During Rare Disease Week on Capitol Hill, members of the rare disease community come together from across the country to educate and foster relationships within the community. Participants are educated on federal legislative issues, have the opportunity to meet other advocates and share their unique stories with lawmakers.

Registration for Rare Disease Week, open until June 18, is available here. This event, as well as the pre-events, is free to all rare disease advocates. Participants are required to select the events they wish to attend, and prior advocacy experience is not required.

Program highlights include a Congressional Caucus briefing on rare diseases, “Development of therapies against rare diseases: existing challenges and proposed innovative solutions, Scheduled for July 14 from 1 p.m. to 2 p.m. ET.

The goal is to unite rare disease policy experts and stakeholders to educate Congress staff, the public and advocates on issues of importance to the rare disease community.

It will be followed that day by a “Documentary screening on rare diseases,”Set for 5:45 pm to 8:15 pm ET, and includes a panel discussion after the screening.

The next two days, July 15 and 16, will be devoted to training lawyers on the legislative process, as well as legislation currently under consideration by Congress and effective advocacy techniques to strengthen relationships with lawmakers.

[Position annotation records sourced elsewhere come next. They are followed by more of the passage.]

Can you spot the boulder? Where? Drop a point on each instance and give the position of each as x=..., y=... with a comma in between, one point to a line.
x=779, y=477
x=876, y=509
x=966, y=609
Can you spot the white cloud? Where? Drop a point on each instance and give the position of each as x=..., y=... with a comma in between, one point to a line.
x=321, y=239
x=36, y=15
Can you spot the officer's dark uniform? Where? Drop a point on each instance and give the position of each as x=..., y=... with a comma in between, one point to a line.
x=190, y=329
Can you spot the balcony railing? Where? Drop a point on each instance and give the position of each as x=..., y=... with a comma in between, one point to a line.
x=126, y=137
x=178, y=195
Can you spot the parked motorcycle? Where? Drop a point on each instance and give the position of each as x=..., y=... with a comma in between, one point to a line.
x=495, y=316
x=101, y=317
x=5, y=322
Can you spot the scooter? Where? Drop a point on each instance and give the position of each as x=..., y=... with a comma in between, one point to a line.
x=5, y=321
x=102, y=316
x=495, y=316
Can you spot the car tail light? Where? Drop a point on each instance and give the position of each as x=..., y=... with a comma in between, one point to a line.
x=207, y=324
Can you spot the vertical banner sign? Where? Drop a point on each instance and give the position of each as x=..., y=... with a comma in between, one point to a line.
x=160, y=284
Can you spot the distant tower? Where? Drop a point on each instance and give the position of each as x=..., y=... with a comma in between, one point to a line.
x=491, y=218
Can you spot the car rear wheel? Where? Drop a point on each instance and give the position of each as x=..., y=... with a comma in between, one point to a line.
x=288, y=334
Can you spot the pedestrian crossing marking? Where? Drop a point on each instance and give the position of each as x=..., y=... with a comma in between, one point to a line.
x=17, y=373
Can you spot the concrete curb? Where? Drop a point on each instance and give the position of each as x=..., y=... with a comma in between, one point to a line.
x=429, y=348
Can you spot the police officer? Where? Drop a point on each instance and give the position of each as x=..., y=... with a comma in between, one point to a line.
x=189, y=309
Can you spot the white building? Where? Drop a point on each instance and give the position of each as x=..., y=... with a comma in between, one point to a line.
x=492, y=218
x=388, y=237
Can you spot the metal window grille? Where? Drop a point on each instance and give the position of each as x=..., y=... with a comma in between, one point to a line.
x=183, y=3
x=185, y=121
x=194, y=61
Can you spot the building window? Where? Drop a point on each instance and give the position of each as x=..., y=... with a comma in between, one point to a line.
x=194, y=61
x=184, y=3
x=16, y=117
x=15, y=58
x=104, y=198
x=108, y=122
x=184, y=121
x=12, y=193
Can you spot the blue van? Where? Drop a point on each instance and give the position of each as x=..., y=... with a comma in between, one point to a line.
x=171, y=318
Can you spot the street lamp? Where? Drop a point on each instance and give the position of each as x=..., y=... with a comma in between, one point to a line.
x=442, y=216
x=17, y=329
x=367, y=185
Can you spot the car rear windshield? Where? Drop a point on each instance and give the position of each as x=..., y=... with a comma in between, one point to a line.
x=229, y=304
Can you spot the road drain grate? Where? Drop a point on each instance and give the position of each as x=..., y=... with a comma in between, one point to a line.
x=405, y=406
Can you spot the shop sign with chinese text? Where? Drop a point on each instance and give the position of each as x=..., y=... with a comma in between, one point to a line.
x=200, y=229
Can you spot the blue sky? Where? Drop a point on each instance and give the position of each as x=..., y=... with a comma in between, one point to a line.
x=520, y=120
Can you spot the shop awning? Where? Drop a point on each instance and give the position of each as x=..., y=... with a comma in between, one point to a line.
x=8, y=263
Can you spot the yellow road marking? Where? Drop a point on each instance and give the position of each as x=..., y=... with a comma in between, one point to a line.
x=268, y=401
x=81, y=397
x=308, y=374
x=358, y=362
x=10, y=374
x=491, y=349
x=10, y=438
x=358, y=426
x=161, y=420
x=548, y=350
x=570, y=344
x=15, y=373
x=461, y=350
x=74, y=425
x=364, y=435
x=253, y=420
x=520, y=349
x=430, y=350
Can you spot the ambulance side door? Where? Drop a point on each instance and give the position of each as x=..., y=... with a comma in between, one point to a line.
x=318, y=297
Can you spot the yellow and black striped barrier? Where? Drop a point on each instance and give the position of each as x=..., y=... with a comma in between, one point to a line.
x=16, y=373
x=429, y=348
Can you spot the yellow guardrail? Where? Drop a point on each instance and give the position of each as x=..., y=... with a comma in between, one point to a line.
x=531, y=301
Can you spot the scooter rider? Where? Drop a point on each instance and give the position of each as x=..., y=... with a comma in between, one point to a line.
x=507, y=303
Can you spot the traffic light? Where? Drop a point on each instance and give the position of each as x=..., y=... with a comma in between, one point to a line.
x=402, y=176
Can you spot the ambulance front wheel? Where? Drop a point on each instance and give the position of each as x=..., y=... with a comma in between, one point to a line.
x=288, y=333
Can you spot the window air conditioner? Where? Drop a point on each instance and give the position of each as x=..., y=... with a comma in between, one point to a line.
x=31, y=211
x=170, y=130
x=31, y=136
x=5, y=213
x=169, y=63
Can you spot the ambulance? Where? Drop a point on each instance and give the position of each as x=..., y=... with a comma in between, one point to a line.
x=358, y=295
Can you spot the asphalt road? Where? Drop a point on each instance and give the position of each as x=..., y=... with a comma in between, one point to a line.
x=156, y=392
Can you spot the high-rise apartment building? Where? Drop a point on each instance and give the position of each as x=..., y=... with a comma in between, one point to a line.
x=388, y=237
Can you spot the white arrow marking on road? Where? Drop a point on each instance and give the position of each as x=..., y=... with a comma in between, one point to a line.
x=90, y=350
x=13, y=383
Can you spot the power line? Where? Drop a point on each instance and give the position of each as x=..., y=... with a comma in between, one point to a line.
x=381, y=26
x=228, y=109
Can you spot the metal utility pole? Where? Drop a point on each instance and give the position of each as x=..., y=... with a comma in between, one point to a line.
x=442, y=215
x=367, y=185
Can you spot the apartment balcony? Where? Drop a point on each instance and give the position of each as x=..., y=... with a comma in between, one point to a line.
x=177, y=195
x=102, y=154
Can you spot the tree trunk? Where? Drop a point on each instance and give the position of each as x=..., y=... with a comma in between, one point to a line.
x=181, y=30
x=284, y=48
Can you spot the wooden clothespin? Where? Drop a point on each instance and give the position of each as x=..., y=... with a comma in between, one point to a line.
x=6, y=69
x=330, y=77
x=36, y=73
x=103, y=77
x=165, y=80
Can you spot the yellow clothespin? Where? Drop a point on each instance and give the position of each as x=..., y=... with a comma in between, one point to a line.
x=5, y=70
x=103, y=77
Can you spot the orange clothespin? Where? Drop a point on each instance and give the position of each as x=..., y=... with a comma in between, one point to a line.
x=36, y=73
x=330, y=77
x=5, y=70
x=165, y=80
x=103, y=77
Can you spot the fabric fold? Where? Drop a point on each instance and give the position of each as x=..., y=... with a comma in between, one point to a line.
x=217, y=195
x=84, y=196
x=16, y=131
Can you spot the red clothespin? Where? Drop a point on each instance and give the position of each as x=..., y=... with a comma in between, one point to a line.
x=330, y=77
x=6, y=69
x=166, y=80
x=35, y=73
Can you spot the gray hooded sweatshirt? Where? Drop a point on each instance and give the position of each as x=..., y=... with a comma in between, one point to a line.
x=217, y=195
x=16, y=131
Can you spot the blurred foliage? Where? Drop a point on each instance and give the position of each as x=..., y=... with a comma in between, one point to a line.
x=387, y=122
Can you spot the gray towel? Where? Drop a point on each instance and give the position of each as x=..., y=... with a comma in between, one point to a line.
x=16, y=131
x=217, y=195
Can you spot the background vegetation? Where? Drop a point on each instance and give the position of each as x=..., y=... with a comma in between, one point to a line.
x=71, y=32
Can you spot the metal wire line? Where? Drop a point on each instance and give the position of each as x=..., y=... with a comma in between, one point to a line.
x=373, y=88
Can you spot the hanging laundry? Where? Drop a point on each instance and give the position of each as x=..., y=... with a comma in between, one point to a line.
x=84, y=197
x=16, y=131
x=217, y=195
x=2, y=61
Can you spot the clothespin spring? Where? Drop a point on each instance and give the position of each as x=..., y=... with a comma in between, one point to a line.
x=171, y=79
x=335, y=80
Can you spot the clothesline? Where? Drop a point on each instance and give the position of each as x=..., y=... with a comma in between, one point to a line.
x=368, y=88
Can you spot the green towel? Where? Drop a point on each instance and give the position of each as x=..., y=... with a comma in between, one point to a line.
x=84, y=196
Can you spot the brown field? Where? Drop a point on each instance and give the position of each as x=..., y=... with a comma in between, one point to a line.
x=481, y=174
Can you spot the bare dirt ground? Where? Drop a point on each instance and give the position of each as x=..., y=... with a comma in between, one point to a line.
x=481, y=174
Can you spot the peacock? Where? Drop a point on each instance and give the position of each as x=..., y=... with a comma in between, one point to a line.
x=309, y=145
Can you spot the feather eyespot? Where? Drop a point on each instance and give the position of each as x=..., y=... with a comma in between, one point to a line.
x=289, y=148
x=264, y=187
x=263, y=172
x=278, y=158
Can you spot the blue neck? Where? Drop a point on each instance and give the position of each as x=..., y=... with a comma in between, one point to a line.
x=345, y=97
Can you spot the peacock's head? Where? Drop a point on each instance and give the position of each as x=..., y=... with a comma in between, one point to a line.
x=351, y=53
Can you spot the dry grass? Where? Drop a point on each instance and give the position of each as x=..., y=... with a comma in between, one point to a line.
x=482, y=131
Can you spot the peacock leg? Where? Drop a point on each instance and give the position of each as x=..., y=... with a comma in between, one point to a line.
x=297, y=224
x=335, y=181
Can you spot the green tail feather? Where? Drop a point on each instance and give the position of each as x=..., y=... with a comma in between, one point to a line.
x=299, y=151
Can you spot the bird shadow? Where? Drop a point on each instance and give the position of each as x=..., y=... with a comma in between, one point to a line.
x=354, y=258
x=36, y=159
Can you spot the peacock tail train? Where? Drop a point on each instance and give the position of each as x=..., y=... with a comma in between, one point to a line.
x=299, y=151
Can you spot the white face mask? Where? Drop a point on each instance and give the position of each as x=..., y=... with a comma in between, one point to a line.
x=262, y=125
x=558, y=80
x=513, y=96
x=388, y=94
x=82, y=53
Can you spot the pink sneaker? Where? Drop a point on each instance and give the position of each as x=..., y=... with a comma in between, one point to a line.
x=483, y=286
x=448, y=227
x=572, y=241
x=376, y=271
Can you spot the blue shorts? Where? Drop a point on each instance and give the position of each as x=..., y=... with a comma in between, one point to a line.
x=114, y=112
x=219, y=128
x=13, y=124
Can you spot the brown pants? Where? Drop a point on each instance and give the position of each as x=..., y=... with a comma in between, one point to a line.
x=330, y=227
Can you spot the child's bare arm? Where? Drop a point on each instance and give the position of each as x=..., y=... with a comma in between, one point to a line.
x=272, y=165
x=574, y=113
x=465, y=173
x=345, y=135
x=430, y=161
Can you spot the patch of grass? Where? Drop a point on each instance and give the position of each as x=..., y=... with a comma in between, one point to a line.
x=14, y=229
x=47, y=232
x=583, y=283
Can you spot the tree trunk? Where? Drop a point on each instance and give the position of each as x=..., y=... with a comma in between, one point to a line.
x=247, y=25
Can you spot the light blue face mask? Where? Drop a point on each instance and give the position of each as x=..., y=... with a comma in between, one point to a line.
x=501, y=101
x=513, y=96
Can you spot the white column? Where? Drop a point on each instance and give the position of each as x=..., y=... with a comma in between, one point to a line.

Those “Legislative Conference Day 1“(July 15) and”Legislative Conference Day 2(July 16) are scheduled from 1 p.m. to 5 p.m. ET.

On July 15, the winners of the Rare Artists Competition 2020 will also present their works. This competition provides a national platform for people affected by rare diseases to showcase their creations and showcase their stories.

On July 16, the first RDLA Young Adult Representatives Leadership Academy (YARR) graduation meeting will introduce the next generation of young rare disease advocates.

The YARR Leadership Academy is for young adults, ages 18-29, who are engaged in the rare disease community and ready to take on a leadership role. During the course, they learn about the roles and opportunities for patient representation in policy making, therapy development, and the regulatory process that can lead to treatment approval.

On July 20 and 21, from 12 p.m. to 5 p.m. ET, virtual meetings with members of the United States House and Senate and their staff will take place, allowing advocates to apply what they learned during the legislative conference.

On its last day, July 22, a “Diversity Caucus Roundtable“The EveryLife Foundation will partner with the Congressional Black Caucus, Hispanic Caucus, Asian and Pacific Islander Caucus and LGBT Equality Caucus to discuss the perspectives and needs of underserved rare disease communities. Open to patient advocates, For industry leaders and community stakeholders, this session will run from 2 p.m. to 3:30 p.m. ET.